Jamais autorisée pour un usage en santé humaine, la technique de l’ARN Messager consiste à envoyer un message à l’organisme sous la forme d’un morceau d’ADN (séquence synthétisée à partir du coronavirus qui va servir de matrice). Son but est d’inciter l’organisme à fabriquer lui-même une fraction inactive du virus, puis les anticorps pour lutter contre celui-ci. L’avantage du procédé industriel est d’être beaucoup plus rapide dans la phase de conception que celui des vaccins classiques à virus atténué, tels ceux contre la fièvre jaune ou la rougeole, qui nécessitent de répliquer de grandes quantités de virus en laboratoire. Pour autant, les questions de l’innocuité et de la durée de la protection se posent. Si, sur ce dernier point, aucune réponse catégorique n’est apportée faute de recul, les scientifiques se veulent rassurants sur l’absence de danger d’une telle technique. L’ARN Messager ne touchant pas au noyau de la cellule humaine où se situe notre patrimoine génétique (ADN), le risque d’interaction n’existe(rait) pas. Toutefois, des questions demeurent quant à la conservation du vaccin qui nécessite une température de -70° pour l’un et de -20° pour l’autre.

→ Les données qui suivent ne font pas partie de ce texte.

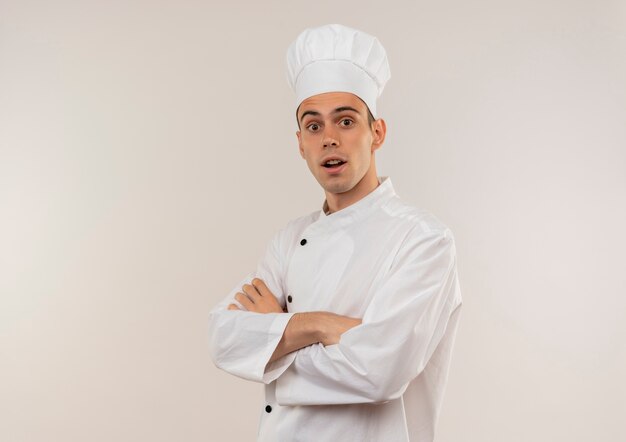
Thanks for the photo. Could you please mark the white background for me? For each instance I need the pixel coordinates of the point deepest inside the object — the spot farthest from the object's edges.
(148, 153)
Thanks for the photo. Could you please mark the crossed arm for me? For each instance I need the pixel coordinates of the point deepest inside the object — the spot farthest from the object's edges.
(324, 358)
(303, 329)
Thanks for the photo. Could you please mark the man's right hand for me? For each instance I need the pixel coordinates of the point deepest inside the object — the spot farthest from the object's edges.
(306, 328)
(331, 326)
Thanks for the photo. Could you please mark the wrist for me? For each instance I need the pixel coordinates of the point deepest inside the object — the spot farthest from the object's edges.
(308, 327)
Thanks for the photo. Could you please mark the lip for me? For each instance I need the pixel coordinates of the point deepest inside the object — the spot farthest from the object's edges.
(332, 157)
(335, 170)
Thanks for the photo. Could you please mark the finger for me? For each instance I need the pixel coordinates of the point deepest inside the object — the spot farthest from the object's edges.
(251, 291)
(244, 300)
(261, 287)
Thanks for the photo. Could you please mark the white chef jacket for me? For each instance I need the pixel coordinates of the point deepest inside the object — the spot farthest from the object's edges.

D’autres vaccins, russes ou chinois notamment, vont rapidement voir le jour, puisqu’on considère que plus d’une trentaine sont en développement dont onze ont fait l’objet d’essais de phase III.
Avec une approche plus classique, le laboratoire français Sanofi, 7e mondial, n’a pas adopté la même stratégie que ses principaux rivaux et a manifestement pris du retard dans la compétition. Car il s’agit bien d’une course effrénée pour protéger les vies, mais aussi pour empocher le plus incroyable jackpot de l’histoire scientifique. Les lièvres américains ou chinois ont de grandes chances de gagner, mais la tortue française peut, au bilan, coiffer sur le poteau ses concurrents. Un délai de conception plus long du vaccin français représente un handicap certain, puisqu’il ne devrait être disponible qu’en juin 2021. Mais ses atouts ne sont pas neutres : un prix plus faible, une capacité de production très importante et surtout des conditions de conservation compatibles avec les réfrigérateurs des réseaux de distribution classique.
Là où le monde entier est dans l’attente d’un vaccin, en France, pays de Louis Pasteur, demeure encore une certaine réserve tant la controverse sur la vaccination s’est intensifiée depuis quelques années. C’est oublier l’éradication, grâce à des campagnes mondiales, de fléaux tels que la poliomyélite ou la variole, responsables de dizaine de millions de morts.
Le pilotage chaotique de la crise sanitaire, concernant notamment les masques, les tests, les conditions du confinement ou l’utilité de certaines molécules, n’a fait que renforcer cette méfiance vis-à-vis de la parole gouvernementale appuyée sur des données scientifiques. Enfin, le délai raccourci pour la fabrication du vaccin peut légitimement interroger.
Pour autant, si se vacciner c’est se protéger soi-même, c’est aussi protéger les autres. Ne pas le faire, n’en déplaise aux détracteurs, c’est participer à l’évolution de l’épidémie. Il sera absolument nécessaire que les données scientifiques concernant le vaccin fassent consensus et que la communication soit limpide. Le message doit être clair pour être crédible. C’est la condition de la confiance pour parvenir à une couverture vaccinale étendue.
Restera alors la question de l’obligation. Lorsque celle-ci se posera, dans quelques mois, le bilan humain de cette pandémie se comptera en millions de morts (1,4 million entre mars et novembre 2020) et le bilan économique sera celui de la pire crise survenue depuis celle de 1929, hors Seconde Guerre mondiale. Sachant que tout traitement est une balance entre un bénéfice et un risque, sur un sujet aussi sensible et capital pour notre avenir, le président de la République devra prendre la bonne décision. Celle qui permettra, tout en préservant l’unité nationale, de sortir enfin de ce terrible épisode.